For immediate release Contact: Chuck Weber
(847) 705-1802

Note to Editors and Reporters: Three articles in the October issue of the Journal of Pain cover the subject of opioid analgesics regarding their safety and efficacy, abuse and availability for all who legitimately need them.

STUDY DOCUMENTS RISE IN OXYCONTIN ABUSE

Article Title: Trends in Abuse of OxyContin and Other Opioid Analgesics in the United States: 2002-04
Lead author: Theodore J. Cicero, PhD, Washington University School of Medicine, Dept. of Psychiatry

GLENVIEW, Ill., Oct. 19, 2005 – Compelling evidence that prescription drug abuse is a major US public health problem is reported in a new study showing that street and recreational use of OxyContin and other drugs is on the rise in rural, suburban and small-to-medium-sized urban communities.

Researchers from Washington University, University of Delaware and the University of Florida, writing in The Journal of Pain, found that cases of prescription drug abuse were reported by “key informants, such as pain management specialists, addiction treatment professionals and methadone specialists, in 60 percent of the three-digit zip code areas surveyed (208).

Further, the abuse of OxyContin and hydrocodone products is by far the most prevalent and widespread. “Collectively, these data suggest that both the prevalence (zip codes with any abuse) and magnitude (5 or more case per 100,000) of OxyContin abuse have increased during the course of this study, and that abuse of this drug is now ubiquitous in this country with an upward trend that needs to be carefully monitored,” the authors concluded.

In other study findings:

  • More than 90 percent of OxyContin abusers classified themselves as Caucasian
  • 87 percent had past and current histories of multiple drug abuse and use, and
  • 70 percent said a doctor’s prescription was their major source of the drug.

MICHIGAN STUDY SHOWS MINORITIES AND POOR WHITES HAVE LESS ACCESS TO OPIOID PAIN MEDICATIONS

Article title: Differences in Prescription Opioid Analgesic Availability: Comparing Minority and White Pharmacies Across Michigan
Lead author: Carmen S. Green, MD, University of Michigan Medical School, Department of Anesthesiology

A survey of 190 Michigan pharmacies, reported in The Journal of Pain, found that those located in predominantly minority areas were significantly less likely to have sufficient supplies of opioid analgesics than pharmacies in white areas.

Further, it was reported that income is a variable affecting opioid availability in white communities, as pharmacies located in high-income areas were found to be more likely to have sufficient supplies of opioids than those in low-income areas.

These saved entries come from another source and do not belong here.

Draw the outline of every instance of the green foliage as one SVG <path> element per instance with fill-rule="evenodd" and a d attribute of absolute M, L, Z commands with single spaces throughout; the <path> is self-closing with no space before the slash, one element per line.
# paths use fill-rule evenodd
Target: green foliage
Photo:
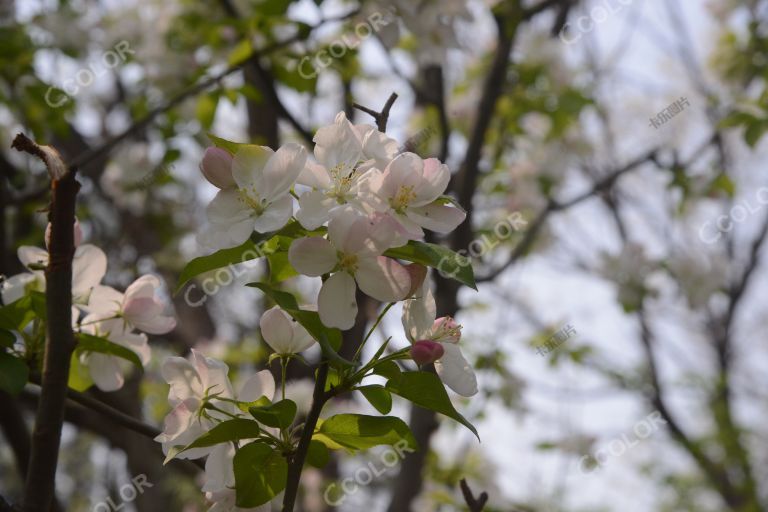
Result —
<path fill-rule="evenodd" d="M 475 273 L 469 259 L 442 245 L 411 240 L 402 247 L 389 249 L 384 255 L 436 268 L 446 276 L 477 290 Z"/>
<path fill-rule="evenodd" d="M 258 507 L 285 489 L 288 463 L 268 444 L 253 442 L 237 450 L 234 460 L 238 507 Z"/>
<path fill-rule="evenodd" d="M 392 410 L 392 394 L 384 386 L 371 384 L 369 386 L 361 386 L 357 390 L 381 414 L 389 414 L 389 411 Z"/>
<path fill-rule="evenodd" d="M 28 378 L 29 368 L 22 359 L 0 351 L 0 389 L 17 395 L 24 389 Z"/>
<path fill-rule="evenodd" d="M 192 448 L 205 448 L 221 443 L 253 439 L 258 437 L 260 433 L 261 428 L 259 428 L 259 424 L 255 421 L 245 418 L 234 418 L 214 426 L 211 430 L 186 446 L 181 452 L 191 450 Z"/>
<path fill-rule="evenodd" d="M 337 414 L 323 421 L 312 439 L 331 449 L 367 450 L 383 444 L 394 445 L 401 440 L 416 448 L 416 440 L 408 425 L 394 416 Z"/>
<path fill-rule="evenodd" d="M 440 378 L 430 372 L 403 372 L 387 382 L 387 389 L 411 402 L 454 419 L 472 431 L 478 440 L 477 429 L 456 411 Z"/>
<path fill-rule="evenodd" d="M 92 336 L 83 332 L 76 334 L 77 346 L 75 347 L 76 354 L 82 354 L 85 352 L 97 352 L 99 354 L 105 354 L 108 356 L 115 356 L 126 361 L 130 361 L 139 370 L 144 370 L 144 365 L 141 364 L 141 359 L 131 349 L 125 348 L 122 345 L 113 343 L 106 338 L 100 338 L 98 336 Z"/>
<path fill-rule="evenodd" d="M 248 412 L 268 427 L 285 429 L 296 417 L 296 404 L 291 400 L 280 400 L 269 405 L 249 407 Z"/>

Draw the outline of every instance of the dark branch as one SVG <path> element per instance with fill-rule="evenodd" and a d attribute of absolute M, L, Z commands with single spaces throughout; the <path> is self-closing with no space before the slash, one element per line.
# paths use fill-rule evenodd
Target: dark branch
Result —
<path fill-rule="evenodd" d="M 381 112 L 376 112 L 375 110 L 370 109 L 368 107 L 364 107 L 358 103 L 353 103 L 352 106 L 357 110 L 360 110 L 361 112 L 365 112 L 369 116 L 373 117 L 373 119 L 376 121 L 376 127 L 379 129 L 379 131 L 386 132 L 387 122 L 389 122 L 389 111 L 392 110 L 392 105 L 395 104 L 396 99 L 397 99 L 397 93 L 393 92 L 389 96 L 389 99 L 387 100 L 387 102 L 384 104 L 384 108 L 381 109 Z"/>
<path fill-rule="evenodd" d="M 459 484 L 461 485 L 461 493 L 464 495 L 464 501 L 467 502 L 467 506 L 469 507 L 469 512 L 482 512 L 485 503 L 488 501 L 488 493 L 482 492 L 480 493 L 480 496 L 475 498 L 475 495 L 472 494 L 472 489 L 469 488 L 469 484 L 465 478 L 462 478 Z"/>

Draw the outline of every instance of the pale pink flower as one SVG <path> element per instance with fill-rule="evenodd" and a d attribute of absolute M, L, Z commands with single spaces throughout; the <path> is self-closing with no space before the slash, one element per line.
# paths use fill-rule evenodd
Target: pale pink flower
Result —
<path fill-rule="evenodd" d="M 303 352 L 315 343 L 307 330 L 278 306 L 261 315 L 259 326 L 264 341 L 278 354 Z"/>
<path fill-rule="evenodd" d="M 232 155 L 228 151 L 211 146 L 205 150 L 200 161 L 200 172 L 208 182 L 220 189 L 235 186 L 232 176 Z"/>
<path fill-rule="evenodd" d="M 122 317 L 128 326 L 149 334 L 165 334 L 176 327 L 176 319 L 165 315 L 166 305 L 157 297 L 161 287 L 160 279 L 149 274 L 134 281 L 124 294 L 109 286 L 97 286 L 87 309 Z"/>

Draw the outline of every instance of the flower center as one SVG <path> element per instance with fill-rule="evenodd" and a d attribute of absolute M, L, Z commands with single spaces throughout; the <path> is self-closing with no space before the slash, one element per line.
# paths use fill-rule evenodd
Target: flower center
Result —
<path fill-rule="evenodd" d="M 403 213 L 403 210 L 408 208 L 411 201 L 416 199 L 416 192 L 413 191 L 412 186 L 401 186 L 395 197 L 389 200 L 389 205 L 397 213 Z"/>
<path fill-rule="evenodd" d="M 339 267 L 354 275 L 357 272 L 357 254 L 339 253 Z"/>
<path fill-rule="evenodd" d="M 251 193 L 248 190 L 238 190 L 238 200 L 244 203 L 248 208 L 256 212 L 256 215 L 261 215 L 267 207 L 267 200 L 259 198 L 259 194 L 256 189 L 251 189 Z"/>
<path fill-rule="evenodd" d="M 330 171 L 331 179 L 333 180 L 333 187 L 327 192 L 328 197 L 336 199 L 339 204 L 345 204 L 347 202 L 347 195 L 352 188 L 352 183 L 355 180 L 355 170 L 352 172 L 346 171 L 346 166 L 341 163 L 336 165 Z"/>

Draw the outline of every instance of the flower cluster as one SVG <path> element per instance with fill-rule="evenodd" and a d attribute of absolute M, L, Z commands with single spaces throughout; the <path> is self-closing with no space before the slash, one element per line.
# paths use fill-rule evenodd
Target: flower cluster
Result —
<path fill-rule="evenodd" d="M 46 245 L 50 243 L 50 224 L 46 230 Z M 144 275 L 134 281 L 125 293 L 101 285 L 107 272 L 107 256 L 91 244 L 82 244 L 82 230 L 75 223 L 75 255 L 72 261 L 72 327 L 112 344 L 127 348 L 142 364 L 150 359 L 147 343 L 149 334 L 164 334 L 176 326 L 176 320 L 165 314 L 166 305 L 157 297 L 160 280 Z M 44 269 L 48 251 L 39 247 L 21 246 L 21 263 L 28 272 L 11 276 L 2 283 L 3 304 L 16 302 L 29 293 L 45 291 Z M 136 330 L 142 332 L 135 332 Z M 130 363 L 108 347 L 91 347 L 79 351 L 79 362 L 88 378 L 102 391 L 115 391 L 123 386 Z"/>
<path fill-rule="evenodd" d="M 168 455 L 183 449 L 221 421 L 245 418 L 238 402 L 255 402 L 265 397 L 272 400 L 275 380 L 262 370 L 245 381 L 235 393 L 226 364 L 193 350 L 189 360 L 169 357 L 163 363 L 163 378 L 171 386 L 168 402 L 172 410 L 165 418 L 165 429 L 155 440 L 163 444 Z M 267 433 L 266 435 L 269 435 Z M 206 457 L 203 492 L 212 502 L 211 512 L 239 510 L 235 508 L 235 474 L 232 467 L 235 449 L 232 443 L 191 448 L 172 454 L 181 459 Z M 248 510 L 270 510 L 269 505 Z"/>
<path fill-rule="evenodd" d="M 201 170 L 220 190 L 200 240 L 220 249 L 244 243 L 253 231 L 276 231 L 292 217 L 296 196 L 298 222 L 308 230 L 327 224 L 327 234 L 295 240 L 289 261 L 300 274 L 324 278 L 323 324 L 349 329 L 358 287 L 383 302 L 410 295 L 408 269 L 384 252 L 421 239 L 424 229 L 449 233 L 465 213 L 442 195 L 451 177 L 446 165 L 398 154 L 397 142 L 373 126 L 353 125 L 341 112 L 314 142 L 314 160 L 296 144 L 278 151 L 247 145 L 234 155 L 209 148 Z"/>

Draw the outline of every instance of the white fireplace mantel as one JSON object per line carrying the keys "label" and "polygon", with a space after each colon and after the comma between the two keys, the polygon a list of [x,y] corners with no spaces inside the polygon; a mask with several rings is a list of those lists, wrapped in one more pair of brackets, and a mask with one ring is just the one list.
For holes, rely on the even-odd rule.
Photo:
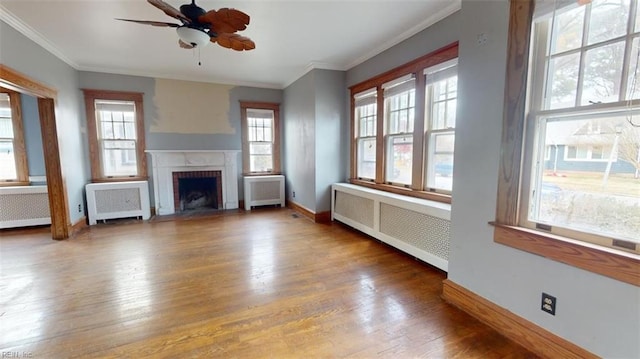
{"label": "white fireplace mantel", "polygon": [[238,208],[238,153],[240,151],[147,150],[153,168],[156,213],[174,214],[173,172],[221,171],[224,209]]}

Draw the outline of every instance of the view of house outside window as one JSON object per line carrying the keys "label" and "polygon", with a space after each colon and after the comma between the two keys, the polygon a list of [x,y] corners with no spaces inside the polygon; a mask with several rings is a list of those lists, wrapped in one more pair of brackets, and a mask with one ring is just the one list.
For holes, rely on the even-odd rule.
{"label": "view of house outside window", "polygon": [[523,225],[640,243],[638,4],[566,4],[534,18]]}

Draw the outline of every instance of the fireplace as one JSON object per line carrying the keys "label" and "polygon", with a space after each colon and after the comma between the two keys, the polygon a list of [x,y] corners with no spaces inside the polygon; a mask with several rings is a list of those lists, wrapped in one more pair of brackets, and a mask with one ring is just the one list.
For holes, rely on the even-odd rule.
{"label": "fireplace", "polygon": [[151,155],[153,165],[153,198],[156,214],[166,215],[180,211],[180,190],[177,189],[180,183],[174,185],[174,173],[198,172],[200,173],[198,176],[201,176],[202,173],[217,172],[218,179],[215,186],[218,209],[238,208],[237,160],[240,151],[147,150],[146,152]]}
{"label": "fireplace", "polygon": [[172,178],[176,212],[221,207],[222,171],[173,172]]}

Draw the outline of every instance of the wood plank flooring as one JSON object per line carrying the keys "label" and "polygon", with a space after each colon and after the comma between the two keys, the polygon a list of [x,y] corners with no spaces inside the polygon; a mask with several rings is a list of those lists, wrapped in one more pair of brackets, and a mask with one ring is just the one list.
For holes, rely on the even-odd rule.
{"label": "wood plank flooring", "polygon": [[2,353],[535,358],[443,302],[445,273],[289,209],[0,236]]}

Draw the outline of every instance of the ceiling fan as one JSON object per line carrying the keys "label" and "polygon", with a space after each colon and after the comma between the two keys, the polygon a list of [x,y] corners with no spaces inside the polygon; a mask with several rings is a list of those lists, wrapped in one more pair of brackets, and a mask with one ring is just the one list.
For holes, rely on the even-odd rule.
{"label": "ceiling fan", "polygon": [[176,28],[179,37],[178,44],[183,49],[203,47],[209,42],[215,42],[222,47],[236,51],[248,51],[256,48],[256,44],[251,39],[236,34],[249,25],[249,15],[240,10],[221,8],[217,11],[205,11],[196,5],[195,0],[191,0],[191,4],[180,6],[180,10],[178,10],[162,0],[147,1],[164,11],[165,14],[179,20],[181,24],[147,20],[116,20]]}

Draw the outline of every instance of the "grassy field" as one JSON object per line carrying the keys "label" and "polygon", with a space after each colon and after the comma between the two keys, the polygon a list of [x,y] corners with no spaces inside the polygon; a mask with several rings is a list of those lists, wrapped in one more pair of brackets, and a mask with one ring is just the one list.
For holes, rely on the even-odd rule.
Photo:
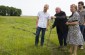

Income, however, was not a factor influencing opioid availability in minority neighborhoods.

“Our findings have important public-health implications, demonstrating differences in the ability to access prescription opioid analgesics,” said lead author Carmen Green, MD. She added that more studies are needed to identify and address policies that disproportionately affect vulnerable populations and limit their access to quality pain care.

SCHEDULED DOSING BETTER FOR OPIOID ANALGESICS

Article title: Efficacy and Safety of Scheduled Dosing of Opioid Analgesics: A Quality Improvement Study
Lead author: Judith A. Paice, PhD, RN, Division of Oncology/Hematology, Feinberg School of Medicine, Northwestern University

The results of a quality-improvement study, published in The Journal of Pain showed that scheduled dosing of opioid analgesics provides better pain relief than as-needed drug administration. In the study of 105 patients, those given scheduled doses of opioids showed decreased pain intensity ratings, and there was no difference in the frequency of adverse events compared with patients given their doses as needed.

Further, the study showed there were no differences in the amount of drug ordered or given, however, patients in the scheduled dosing group had more than twice the mean opioid dose ordered and more stable plasma levels of drug as the as-needed dosing group. “Numerous studies point to patient barriers to pain relief, such as reluctance to report pain and ask for medication and fears of addiction,” said lead author Judith A. Paice, PhD, RN. “By offering the medication on a regular schedule, patients do not have initiate requests for an analgesic.”